The Lightbulb Moment

Since my last blog I saw some of the most beautiful scenery of this Camino. It was really neat to be in the Portuguese fort city of Valença, then walk across a bridge and be in Tui, Spain.

The number of pilgrims increased dramatically at Tui, as it’s just over 100kms away from Santiago. This is the minimum distance needed to walk in order to receive a Compostela (certificate of completion). The landscape changed to walking through forested areas and along babbling creeks. I made some nice connections with other pilgrims at some great Alburgues.

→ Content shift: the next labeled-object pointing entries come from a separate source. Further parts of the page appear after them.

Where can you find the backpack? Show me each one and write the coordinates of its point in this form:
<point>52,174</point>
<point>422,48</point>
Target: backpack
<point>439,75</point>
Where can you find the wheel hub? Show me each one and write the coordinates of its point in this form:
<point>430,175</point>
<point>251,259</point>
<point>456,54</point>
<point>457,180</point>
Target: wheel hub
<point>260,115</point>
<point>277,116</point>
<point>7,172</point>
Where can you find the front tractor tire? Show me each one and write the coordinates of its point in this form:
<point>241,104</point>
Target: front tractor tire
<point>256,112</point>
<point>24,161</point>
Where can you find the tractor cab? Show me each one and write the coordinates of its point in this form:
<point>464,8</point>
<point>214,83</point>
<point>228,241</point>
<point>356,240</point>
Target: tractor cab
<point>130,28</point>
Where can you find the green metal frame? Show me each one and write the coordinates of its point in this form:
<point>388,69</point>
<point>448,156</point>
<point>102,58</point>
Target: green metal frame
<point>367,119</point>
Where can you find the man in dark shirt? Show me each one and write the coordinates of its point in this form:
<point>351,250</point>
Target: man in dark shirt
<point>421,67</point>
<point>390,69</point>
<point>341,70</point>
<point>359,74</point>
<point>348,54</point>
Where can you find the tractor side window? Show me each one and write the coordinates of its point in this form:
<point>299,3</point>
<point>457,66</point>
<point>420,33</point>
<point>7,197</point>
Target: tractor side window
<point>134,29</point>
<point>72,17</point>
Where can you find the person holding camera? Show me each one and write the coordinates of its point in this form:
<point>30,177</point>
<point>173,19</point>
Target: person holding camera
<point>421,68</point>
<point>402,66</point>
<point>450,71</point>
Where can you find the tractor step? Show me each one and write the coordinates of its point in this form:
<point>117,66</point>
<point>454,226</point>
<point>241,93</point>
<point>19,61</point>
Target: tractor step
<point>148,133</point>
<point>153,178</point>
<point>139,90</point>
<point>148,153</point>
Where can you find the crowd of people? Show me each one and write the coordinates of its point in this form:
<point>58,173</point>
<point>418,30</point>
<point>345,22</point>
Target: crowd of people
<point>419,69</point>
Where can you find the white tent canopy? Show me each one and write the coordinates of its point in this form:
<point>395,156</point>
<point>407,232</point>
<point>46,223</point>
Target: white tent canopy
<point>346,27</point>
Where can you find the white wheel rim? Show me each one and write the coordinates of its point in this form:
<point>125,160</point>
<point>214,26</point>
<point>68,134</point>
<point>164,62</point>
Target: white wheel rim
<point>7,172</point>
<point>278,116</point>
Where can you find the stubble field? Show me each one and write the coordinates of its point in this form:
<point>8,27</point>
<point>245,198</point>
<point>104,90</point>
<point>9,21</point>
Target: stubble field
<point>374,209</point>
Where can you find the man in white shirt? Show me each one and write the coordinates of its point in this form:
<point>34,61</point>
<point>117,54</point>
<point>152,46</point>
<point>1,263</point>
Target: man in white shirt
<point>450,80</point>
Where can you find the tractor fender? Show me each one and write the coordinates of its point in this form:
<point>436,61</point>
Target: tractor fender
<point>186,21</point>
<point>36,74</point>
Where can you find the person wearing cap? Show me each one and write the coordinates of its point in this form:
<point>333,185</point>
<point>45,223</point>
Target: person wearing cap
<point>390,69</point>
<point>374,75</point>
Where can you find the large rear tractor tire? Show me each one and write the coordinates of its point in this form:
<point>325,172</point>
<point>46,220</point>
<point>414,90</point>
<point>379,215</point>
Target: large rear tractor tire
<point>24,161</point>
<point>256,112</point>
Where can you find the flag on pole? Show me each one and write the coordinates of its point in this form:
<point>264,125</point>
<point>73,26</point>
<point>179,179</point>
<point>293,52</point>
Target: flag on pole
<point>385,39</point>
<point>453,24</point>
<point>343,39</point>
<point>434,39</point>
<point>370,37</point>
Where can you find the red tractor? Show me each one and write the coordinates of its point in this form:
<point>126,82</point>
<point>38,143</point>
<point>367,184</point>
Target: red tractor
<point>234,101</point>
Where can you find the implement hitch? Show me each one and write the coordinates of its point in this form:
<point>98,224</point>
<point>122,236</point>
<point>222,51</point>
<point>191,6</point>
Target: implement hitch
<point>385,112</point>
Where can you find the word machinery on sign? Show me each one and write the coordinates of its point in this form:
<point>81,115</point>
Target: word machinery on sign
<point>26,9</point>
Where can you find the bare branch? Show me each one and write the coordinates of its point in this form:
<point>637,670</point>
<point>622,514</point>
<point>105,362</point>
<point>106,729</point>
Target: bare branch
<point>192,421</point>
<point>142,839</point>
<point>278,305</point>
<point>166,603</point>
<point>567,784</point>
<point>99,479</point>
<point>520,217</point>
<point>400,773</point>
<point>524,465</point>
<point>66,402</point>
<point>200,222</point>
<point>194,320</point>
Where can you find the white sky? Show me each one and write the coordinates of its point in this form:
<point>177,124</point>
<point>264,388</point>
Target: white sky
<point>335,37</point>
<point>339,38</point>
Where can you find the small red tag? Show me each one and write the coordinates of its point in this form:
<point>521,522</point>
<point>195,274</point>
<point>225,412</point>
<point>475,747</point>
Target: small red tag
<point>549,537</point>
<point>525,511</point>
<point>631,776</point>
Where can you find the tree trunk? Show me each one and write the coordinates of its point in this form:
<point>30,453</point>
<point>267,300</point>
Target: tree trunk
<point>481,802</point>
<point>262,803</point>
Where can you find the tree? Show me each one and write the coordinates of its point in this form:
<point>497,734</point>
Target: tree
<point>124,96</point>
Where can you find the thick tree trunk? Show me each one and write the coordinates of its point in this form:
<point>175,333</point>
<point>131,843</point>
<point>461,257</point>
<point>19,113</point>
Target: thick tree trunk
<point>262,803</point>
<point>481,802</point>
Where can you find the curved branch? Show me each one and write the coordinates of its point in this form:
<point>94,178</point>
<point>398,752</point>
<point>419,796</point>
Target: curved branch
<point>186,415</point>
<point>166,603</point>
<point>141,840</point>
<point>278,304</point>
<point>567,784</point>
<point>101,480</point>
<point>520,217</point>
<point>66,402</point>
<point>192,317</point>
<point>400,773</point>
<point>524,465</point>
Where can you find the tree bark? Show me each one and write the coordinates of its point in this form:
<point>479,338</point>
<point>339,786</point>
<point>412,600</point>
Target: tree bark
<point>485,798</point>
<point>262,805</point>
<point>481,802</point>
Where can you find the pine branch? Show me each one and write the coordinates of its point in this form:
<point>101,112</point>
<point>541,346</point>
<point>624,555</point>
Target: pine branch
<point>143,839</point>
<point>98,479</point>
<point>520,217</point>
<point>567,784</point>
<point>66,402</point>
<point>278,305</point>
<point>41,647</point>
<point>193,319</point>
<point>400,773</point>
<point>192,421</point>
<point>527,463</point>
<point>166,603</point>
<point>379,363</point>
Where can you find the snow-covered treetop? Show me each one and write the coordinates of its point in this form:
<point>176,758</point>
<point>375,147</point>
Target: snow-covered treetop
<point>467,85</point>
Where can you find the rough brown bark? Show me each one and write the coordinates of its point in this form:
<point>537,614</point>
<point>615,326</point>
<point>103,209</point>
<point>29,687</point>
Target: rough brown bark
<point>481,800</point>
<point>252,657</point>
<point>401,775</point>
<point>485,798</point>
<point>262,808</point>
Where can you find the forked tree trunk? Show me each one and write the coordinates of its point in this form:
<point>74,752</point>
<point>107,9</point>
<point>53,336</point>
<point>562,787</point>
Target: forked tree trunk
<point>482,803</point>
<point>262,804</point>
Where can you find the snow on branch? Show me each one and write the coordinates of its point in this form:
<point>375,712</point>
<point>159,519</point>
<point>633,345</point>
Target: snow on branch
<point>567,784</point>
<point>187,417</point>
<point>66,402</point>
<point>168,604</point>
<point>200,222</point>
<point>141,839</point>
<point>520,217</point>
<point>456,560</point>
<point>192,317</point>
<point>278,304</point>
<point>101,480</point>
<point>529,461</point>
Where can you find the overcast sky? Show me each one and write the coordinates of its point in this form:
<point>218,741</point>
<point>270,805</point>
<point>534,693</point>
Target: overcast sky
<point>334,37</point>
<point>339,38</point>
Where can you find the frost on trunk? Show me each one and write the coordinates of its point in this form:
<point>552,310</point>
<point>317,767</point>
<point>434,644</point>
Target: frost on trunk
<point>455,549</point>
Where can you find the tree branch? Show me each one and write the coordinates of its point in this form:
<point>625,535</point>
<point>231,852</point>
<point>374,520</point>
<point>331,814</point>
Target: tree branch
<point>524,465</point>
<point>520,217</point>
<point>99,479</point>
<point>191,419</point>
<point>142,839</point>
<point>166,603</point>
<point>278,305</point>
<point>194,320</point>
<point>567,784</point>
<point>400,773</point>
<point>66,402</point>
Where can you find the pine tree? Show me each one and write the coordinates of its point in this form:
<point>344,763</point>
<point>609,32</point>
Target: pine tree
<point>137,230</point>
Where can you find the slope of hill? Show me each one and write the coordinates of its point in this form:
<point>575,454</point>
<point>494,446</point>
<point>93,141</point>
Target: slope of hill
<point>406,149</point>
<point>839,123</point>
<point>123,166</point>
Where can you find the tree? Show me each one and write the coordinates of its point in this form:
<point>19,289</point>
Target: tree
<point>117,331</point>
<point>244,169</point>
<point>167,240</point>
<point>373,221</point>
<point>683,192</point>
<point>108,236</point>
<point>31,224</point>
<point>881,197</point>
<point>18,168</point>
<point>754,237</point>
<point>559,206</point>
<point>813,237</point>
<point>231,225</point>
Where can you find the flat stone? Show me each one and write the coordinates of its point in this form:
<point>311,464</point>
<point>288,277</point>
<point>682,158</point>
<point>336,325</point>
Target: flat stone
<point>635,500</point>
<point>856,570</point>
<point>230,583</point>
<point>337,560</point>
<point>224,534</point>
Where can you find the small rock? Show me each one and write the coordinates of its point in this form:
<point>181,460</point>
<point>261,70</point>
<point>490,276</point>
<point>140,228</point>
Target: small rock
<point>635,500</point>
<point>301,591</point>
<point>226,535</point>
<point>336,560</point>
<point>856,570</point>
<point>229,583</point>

After reading my ‘Planny’ blog, an insightful friend asked me the name of the one making her place on my other shoulder. I’ve been thinking about this a lot, and something just hasn’t felt quite right about it.

One day while walking it all of a sudden became so clear to me. I will never be (nor do I really want to be) a free spirited, as the wind blows kind of person. I would just like to nudge Planny a little along the continuum in that direction. I’m training myself to try to reduce those whispered fears and anxieties that are often distorted and catastrophic. This feels like a really authentic and positive shift. I can picture Planny with her practical, comfortable shoes, but she has some dancing shoes at the ready!

Click

Click is the sound of my waist clasp on my backpack as I do it up. After 4 months of travel it feels like a part of me. I have it packed too full for the Camino walking, but my shoulders are used to it now and I feel strong, organized, and capable.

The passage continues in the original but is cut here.